Understanding, Assessing And Treating Trauma-related Anger

Understanding, assessing and treating trauma-related anger

Anger is a common and often problematic feature for many trauma survivors, yet it receives little systematic attention in research or clinical practice.

 

What we know about anger generally is that it is a normal emotion, an understandable reaction to certain circumstances, and a mobilising, adaptive and appropriate approach to overcoming obstacles to facilitate goal attainment. It is a multifaceted experience comprised of cognitive, emotional, behavioural and physiological components that reinforce each other.

 

While anger is a normal emotion it can be considered problematic when it occurs with a frequency, intensity, or duration that causes significant distress and interferes with relationships and day-to-day functioning.
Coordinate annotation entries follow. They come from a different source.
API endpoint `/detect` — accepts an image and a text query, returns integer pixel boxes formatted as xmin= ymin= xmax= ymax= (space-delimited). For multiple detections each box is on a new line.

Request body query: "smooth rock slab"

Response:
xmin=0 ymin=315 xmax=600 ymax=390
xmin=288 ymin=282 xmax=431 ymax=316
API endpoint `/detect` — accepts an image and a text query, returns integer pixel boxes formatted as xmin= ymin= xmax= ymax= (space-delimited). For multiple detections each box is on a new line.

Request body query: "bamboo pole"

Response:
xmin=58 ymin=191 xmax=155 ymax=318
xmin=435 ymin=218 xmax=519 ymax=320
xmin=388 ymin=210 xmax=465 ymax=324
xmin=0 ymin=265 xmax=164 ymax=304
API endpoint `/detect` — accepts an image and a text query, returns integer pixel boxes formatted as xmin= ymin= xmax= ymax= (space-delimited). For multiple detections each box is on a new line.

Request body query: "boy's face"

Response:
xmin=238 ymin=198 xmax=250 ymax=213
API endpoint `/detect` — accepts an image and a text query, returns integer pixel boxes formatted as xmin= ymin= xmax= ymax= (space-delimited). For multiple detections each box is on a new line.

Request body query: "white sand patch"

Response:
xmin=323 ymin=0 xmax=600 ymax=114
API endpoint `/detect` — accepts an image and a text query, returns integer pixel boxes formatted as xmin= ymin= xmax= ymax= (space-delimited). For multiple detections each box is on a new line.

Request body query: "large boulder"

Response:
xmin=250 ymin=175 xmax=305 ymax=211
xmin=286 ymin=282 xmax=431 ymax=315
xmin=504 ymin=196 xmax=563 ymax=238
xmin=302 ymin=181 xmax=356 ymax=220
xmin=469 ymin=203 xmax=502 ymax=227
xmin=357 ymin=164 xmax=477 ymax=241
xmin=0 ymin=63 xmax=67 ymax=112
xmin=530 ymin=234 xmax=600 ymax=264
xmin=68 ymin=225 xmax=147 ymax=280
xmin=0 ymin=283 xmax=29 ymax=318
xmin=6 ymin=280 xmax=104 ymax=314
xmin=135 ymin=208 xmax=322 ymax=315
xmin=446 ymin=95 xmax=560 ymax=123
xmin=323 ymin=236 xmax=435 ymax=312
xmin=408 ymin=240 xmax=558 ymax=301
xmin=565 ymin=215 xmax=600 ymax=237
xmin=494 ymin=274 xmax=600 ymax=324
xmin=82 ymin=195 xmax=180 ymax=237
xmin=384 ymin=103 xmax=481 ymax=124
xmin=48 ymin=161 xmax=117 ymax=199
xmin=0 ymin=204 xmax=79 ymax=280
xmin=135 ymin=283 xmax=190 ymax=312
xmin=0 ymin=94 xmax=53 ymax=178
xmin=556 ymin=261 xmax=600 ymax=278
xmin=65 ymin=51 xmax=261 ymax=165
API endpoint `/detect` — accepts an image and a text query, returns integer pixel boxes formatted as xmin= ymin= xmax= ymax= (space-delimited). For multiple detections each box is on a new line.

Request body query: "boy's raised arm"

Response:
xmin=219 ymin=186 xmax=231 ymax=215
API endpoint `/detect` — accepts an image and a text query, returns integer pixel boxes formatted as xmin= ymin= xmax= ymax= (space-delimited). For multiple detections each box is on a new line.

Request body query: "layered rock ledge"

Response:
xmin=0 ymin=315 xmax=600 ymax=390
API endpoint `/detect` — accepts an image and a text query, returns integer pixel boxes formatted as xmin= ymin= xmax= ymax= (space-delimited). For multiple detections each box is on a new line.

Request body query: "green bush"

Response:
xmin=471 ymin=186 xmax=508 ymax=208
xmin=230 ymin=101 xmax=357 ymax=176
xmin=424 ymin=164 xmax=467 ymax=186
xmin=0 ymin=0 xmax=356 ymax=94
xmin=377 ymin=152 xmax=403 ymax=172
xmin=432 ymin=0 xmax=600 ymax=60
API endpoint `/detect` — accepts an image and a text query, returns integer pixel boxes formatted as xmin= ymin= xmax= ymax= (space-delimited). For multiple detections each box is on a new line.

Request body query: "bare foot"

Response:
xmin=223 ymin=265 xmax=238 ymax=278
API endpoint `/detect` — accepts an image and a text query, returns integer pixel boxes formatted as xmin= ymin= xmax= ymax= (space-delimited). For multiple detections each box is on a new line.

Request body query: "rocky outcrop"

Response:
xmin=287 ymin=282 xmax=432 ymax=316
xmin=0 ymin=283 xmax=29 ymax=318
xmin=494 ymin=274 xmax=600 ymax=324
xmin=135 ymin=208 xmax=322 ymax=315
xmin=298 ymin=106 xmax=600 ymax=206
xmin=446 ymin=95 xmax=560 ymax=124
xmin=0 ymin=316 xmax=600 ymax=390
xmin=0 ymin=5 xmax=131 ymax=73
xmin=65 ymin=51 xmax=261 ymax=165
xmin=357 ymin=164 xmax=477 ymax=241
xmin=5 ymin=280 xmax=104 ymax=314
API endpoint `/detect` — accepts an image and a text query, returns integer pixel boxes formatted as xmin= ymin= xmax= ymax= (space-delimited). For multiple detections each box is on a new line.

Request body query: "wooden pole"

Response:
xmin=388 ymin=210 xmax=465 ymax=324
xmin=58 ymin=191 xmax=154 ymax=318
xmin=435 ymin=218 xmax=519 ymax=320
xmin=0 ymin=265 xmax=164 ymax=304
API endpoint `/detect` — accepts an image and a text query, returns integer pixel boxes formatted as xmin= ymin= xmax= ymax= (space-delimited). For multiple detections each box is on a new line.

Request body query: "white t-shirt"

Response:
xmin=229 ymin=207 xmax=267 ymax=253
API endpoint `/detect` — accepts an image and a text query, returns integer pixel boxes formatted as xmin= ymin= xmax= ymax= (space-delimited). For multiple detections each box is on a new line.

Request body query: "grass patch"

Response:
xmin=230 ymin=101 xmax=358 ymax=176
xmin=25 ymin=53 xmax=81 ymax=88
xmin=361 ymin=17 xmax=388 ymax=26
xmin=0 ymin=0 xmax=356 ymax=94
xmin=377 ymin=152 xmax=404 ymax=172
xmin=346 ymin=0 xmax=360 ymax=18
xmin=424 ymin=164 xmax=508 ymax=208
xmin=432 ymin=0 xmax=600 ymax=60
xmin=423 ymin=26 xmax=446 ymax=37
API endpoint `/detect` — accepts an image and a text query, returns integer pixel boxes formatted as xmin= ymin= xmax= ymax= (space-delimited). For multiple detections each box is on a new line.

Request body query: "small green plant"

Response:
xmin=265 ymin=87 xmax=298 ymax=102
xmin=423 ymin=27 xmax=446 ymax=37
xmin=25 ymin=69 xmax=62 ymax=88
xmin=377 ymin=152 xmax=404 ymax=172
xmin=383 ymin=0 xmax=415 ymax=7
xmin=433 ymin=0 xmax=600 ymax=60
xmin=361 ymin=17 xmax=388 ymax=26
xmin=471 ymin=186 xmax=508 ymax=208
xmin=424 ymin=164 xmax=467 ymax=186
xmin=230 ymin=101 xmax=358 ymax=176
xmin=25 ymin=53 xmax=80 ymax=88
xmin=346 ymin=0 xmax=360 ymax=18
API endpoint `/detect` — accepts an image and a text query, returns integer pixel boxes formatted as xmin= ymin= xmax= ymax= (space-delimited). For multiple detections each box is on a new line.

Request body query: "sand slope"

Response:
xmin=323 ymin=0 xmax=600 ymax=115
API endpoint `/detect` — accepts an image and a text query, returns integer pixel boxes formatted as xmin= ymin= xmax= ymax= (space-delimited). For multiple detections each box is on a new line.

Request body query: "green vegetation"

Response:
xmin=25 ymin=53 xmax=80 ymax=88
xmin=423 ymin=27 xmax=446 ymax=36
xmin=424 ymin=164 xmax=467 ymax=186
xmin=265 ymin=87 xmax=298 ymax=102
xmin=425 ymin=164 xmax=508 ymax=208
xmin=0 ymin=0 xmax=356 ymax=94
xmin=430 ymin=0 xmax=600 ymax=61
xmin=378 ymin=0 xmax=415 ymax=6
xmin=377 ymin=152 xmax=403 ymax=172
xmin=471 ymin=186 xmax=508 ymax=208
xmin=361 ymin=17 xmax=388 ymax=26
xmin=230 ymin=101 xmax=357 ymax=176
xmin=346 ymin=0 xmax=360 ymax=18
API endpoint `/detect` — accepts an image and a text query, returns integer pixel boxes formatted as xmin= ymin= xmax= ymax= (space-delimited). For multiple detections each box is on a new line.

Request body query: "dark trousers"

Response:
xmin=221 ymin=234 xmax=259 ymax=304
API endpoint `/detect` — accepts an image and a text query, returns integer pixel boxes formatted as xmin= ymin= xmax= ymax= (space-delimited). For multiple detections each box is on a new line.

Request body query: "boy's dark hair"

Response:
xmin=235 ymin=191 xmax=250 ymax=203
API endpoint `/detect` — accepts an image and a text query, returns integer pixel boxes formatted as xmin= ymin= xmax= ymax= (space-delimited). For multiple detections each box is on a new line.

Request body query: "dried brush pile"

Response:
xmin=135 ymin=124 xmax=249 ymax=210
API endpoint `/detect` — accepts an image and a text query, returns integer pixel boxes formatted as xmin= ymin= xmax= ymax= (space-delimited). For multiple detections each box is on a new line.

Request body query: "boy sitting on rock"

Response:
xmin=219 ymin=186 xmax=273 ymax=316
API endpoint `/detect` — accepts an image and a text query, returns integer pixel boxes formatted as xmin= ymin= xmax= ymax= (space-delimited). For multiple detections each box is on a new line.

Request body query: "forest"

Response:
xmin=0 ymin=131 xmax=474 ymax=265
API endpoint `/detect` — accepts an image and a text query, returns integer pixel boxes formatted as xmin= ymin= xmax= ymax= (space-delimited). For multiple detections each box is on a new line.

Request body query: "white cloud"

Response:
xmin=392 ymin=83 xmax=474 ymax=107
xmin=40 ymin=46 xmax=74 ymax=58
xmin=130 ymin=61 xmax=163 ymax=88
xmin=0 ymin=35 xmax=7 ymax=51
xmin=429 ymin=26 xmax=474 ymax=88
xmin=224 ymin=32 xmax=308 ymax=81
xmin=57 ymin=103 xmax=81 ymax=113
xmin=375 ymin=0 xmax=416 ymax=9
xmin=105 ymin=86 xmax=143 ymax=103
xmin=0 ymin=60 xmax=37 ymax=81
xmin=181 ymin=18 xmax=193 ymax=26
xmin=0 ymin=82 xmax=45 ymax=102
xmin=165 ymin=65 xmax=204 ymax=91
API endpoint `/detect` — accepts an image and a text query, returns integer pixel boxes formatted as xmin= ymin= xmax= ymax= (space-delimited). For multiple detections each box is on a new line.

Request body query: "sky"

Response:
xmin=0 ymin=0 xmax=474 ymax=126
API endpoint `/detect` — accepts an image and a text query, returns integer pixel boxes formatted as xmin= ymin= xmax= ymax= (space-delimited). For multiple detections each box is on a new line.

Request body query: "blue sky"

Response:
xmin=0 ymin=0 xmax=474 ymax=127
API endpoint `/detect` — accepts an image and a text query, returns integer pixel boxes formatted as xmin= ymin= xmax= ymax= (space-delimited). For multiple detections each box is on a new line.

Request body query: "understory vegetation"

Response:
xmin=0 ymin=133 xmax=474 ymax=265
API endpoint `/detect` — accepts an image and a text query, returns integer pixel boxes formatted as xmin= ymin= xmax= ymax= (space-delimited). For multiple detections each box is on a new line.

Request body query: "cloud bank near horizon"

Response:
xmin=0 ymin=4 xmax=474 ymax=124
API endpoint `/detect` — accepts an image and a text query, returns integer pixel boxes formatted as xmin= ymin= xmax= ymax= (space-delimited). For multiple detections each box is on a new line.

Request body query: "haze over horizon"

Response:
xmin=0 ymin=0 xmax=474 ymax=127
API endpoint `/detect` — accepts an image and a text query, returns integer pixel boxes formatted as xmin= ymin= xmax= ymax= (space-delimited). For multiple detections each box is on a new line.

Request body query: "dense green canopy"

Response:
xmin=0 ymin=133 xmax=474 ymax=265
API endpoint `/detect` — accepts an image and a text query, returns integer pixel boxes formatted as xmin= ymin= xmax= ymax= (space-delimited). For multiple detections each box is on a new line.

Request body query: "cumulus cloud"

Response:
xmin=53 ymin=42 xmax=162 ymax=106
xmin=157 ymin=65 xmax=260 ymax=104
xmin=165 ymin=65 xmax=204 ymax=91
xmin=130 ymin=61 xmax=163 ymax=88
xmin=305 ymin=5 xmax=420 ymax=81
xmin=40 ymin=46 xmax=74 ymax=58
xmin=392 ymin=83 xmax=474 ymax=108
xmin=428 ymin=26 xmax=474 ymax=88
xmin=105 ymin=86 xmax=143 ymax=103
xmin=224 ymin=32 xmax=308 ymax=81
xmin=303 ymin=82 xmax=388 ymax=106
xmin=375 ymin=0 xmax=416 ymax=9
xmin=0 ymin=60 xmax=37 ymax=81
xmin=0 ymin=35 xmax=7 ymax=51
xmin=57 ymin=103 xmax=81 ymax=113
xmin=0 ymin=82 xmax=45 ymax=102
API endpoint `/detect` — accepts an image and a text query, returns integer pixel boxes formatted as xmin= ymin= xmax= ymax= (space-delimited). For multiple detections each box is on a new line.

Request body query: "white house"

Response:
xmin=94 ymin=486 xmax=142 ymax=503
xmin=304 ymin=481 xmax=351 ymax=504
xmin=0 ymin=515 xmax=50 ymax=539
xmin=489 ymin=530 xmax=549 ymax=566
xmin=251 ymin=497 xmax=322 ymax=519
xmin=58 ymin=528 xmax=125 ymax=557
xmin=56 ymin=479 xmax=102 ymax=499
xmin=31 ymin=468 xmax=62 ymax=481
Problematic anger can also be associated with aggression and violence, posing risks to the safety of others and indeed the self.

 

There is now mounting research evidence for the prominence of problematic anger in trauma survivors in terms of its prevalence, role in the development of disorder, relationship to aggression and violence, and interference in the effectiveness of treatment for posttraumatic stress disorder (PTSD).

 

Problematic anger has been identified as common across a broad range of trauma survivors, including survivors of large-scale disasters and sexual assault, adult survivors of childhood interpersonal trauma, and veterans and emergency service personnel exposed to trauma.

 

A program of research conducted following the Victorian Black Saturday bushfires of 2009 showed that problem anger was reported at more than twice the rate in high bushfire-affected areas compared to less affected areas. Disturbingly, four times as many women from more affected areas reported experiencing violence following the fires.

 

Longitudinal studies of police and military personnel across the US, UK, Israel and Australia demonstrate that early anger predicts subsequent development of disorder. Indeed, the more a person perceives their anger as ‘helpful’ in coping with stress and threat following trauma, the greater the potential for it to become an ongoing problem-solving tool and a contributor to the development of subsequent disorder.

 

Despite the significant impacts of anger for patients with a trauma history, both on daily functioning and in the development of disorder, we know that in clinical practice anger is rarely assessed. While in research, assessment is often inconsistent, with confusion between the measures for anger, hostility and aggression.

 

The STAXI is considered the gold standard measure for anger, however, it is lengthy, often too lengthy for use in clinical practice or research protocols.

 

The Dimensions of Anger Reactions 5 (DAR-5) scale as a brief five-item measure is simple to use in clinical practice. It has been implemented by large clinical and research programs in the UK, US and Australia. Its five items measure anger frequency, intensity, duration, aggressive intent, and the impact of anger on social functioning.

 

In terms of treatments, there are now a small number of studies demonstrating the effectiveness of anger-focussed cognitive behavioural therapy, targeting anger-specific cognitive themes, short-circuit strategies to ensure safety of self and others, the costs and benefits of anger, and coping-focussed exposure to anger provoking cues (both imaginal and in vivo). PTSD-specific anger programs have also been piloted and show promise.

 

Advances in anger-focussed e-health applications can also be very useful not only as adjunctive supports to treatment but also as low intensity self-management interventions where anger presents as an early sign.

 

For researchers in this space, there is much work to be done in enhancing anger interventions and treatments, developing new ones, and ensuring that anger measurement is included in studies.

 

In the consulting room, clinicians should consistently consider anger in clients’ presentations, and assess and treat as needed.

 

This is a summary of an invited presentation given by Professor David Forbes, Director of Phoenix Australia, at the ISTSS 35th Annual Meeting in Boston in November 2019.